I have no way to know how they diagnosed a problem with the computer, but I can't help but wonder how they think it can be okay but needs TO BE replaced later. Most mechanics aren't psychic.
A failed diode is somewhat common. One bad one of the six will reduce the maximum output current to exactly one third of the generator's rated current. 30 amps from the common 90 amp generator is not enough to run the entire electrical system under all conditions. The battery will have to make up the difference until it slowly runs down over hours or days.
A rotor is one of the last things to fail. The commutator bars the brushes ride on could get chewed up, ... I suppose, but in 40 years of repairing electrical problems, I've never come across a bad one yet.

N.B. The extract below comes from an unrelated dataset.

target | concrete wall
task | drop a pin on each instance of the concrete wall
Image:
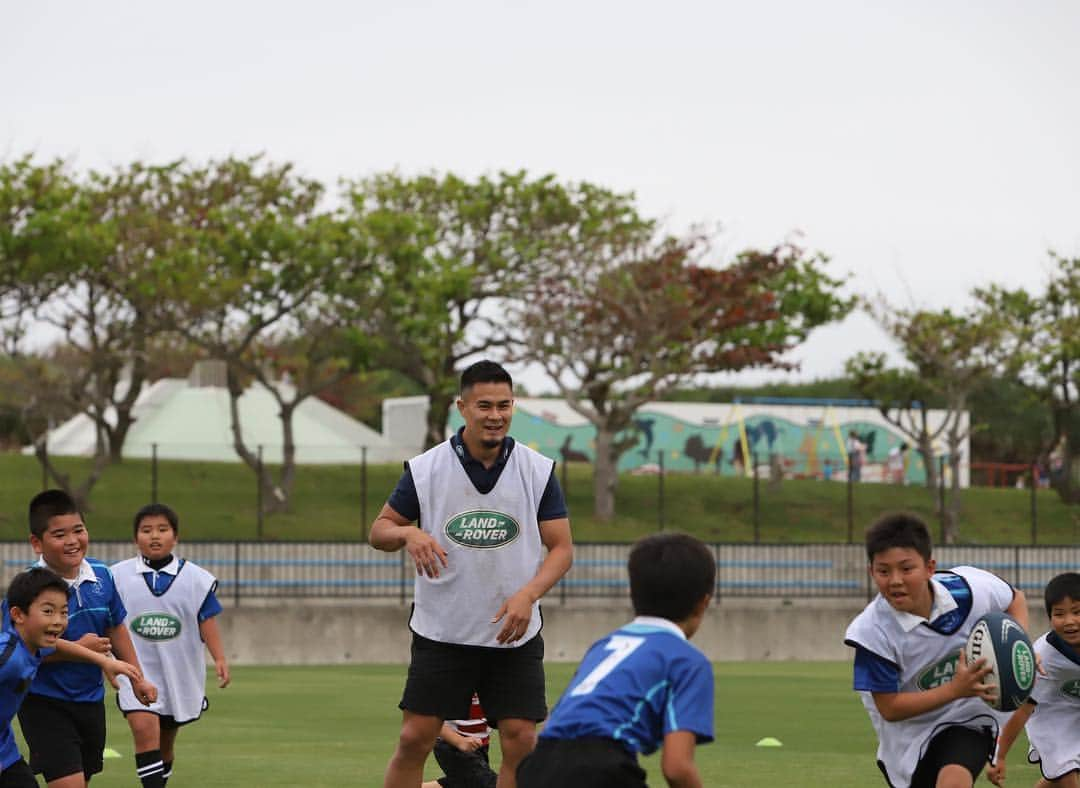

Ford had a really nice charging system throughout the '90s, but it's anyone's guess what problem they found a solution for when they added an unnecessary and unreliable computer circuit to it. The charging system on a 2007 model doesn't do anything they didn't do in the '70s.
As for the cost of that computer, that seems rather low, but I don't replace many computers. Wiring problems, like corroded splices and connector terminals cause a lot more trouble than computers.
To figure out where to go next, I need test results to analyze. You can start that process if you have a digital voltmeter. Measure the battery voltage with the engine off and with it running. With it running, you must find between 13.75 and 14.75 volts. If that is okay, the next step requires a professional load tester. Those will measure maximum output current and "ripple" voltage. Those values will point us in the right direction.